Onun Türk Sanat Müziği aşkı, babasından dinlediği şarkılarla başladı... O aşkla konservatuvarı kazandı, ardından TRT'nin ve Klasik Türk Sanat Müziği Korosu'nun solisti oldu, sevgili Derya Derin... Her nağmesiyle yüreğimize dokunuşu, olağanüstü yorumu ve güzelliğiyle bir yıldız gibi parladı, sanatseverlerin gönlüne taht kurdu. Kültür Bakanlığı sanatçılığının yanı sıra, değişik orkestralarla verdiği unutulmaz konserler, yazdığı ve bestelediği şarkılar, şefliğini üstlendiği korolarla, tutkun olduğu sanat müziğini her koldan beslemeye kendini adadı... Şimdi kendi şarkılarından oluşan bir albüm çıkarmanın heyecanını yaşayan Derya Derin ile müzik yaşamı üzerine derin bir sohbete daldık...
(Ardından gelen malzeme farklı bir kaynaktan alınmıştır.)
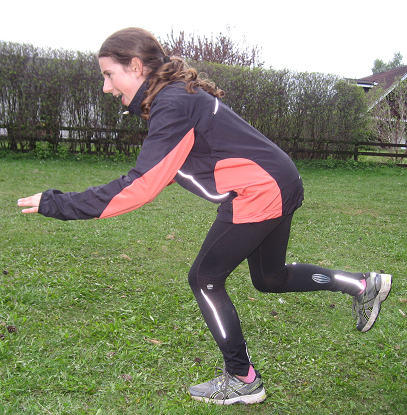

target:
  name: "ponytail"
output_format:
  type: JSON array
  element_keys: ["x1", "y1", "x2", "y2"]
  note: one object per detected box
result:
[{"x1": 98, "y1": 27, "x2": 225, "y2": 120}]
● Nasıl seçtin bu mesleği, çıkış noktan ne oldu? Babamın sesi çok güzeldi, evde sürekli Türk Sanat Müziği şarkıları söylerdi. Ondan çok etkilenerek çocuk yaşta ben de başladım aynı şarkıları söylemeye. En ağır parçaları bile söylüyordum. Zaten bizim Türk müziğimiz usta çırak ilişkisine dayanıyor, makamsal bir müzik olduğu için. Bizde koma sesler var, o seslerin kulağa yerleşmesi gerekiyor. Bende bu çocuklukta, evde başladı.
OKUDUĞU OKULA HOCA OLDU
● Konservatuvar eğitimine de baban mı teşvik etti? Babamın yeteneği olmasına rağmen, ailesi 'sen çalgıcı mı olacaksın. Sanatçıya kız vermezler' diyerek eğitim almasını engellemiş. Onun da içinde ukde kalmış... Beni müthiş bir şekilde teşvik etti, hep konservatuvara girmemi istedi. Bugüne gelmemdeki en büyük etken babamdır. Konservatuvara girişimde, eğitimimde ve sanat hayatım boyunca daima yanımda oldu.
● Nasıl başladı ve devam etti sanat yolculuğun? Liseden sonra Ege Üniversitesi Klasik Türk Sanat Müziği Korosu'nun yetenek sınavlarına girdim ve ilk sıralarda kazandım. Büyük risk almıştım ve tek tercih yapmıştım, o da Ses Eğitimi Bölümü'ydü... Ve nitekim ilk 13'e girenleri Ses Eğitimi sınıfına aldılar. Böylece hayalimi gerçekleştirmiş oldum. Artık tek idealim, Kültür Bakanlığı sanatçısı olmaktı ama henüz hazırlıktaydım... Bir baktım o yıl TRT sınav açtı. Girdim ve TRT'nin 'istisna akitli ses sanatçı' sınavını kazandım. Bu benim için büyük bir başarıydı. Henüz nota öğrenmeye başlamadan sanatçı oldum bir anlamda...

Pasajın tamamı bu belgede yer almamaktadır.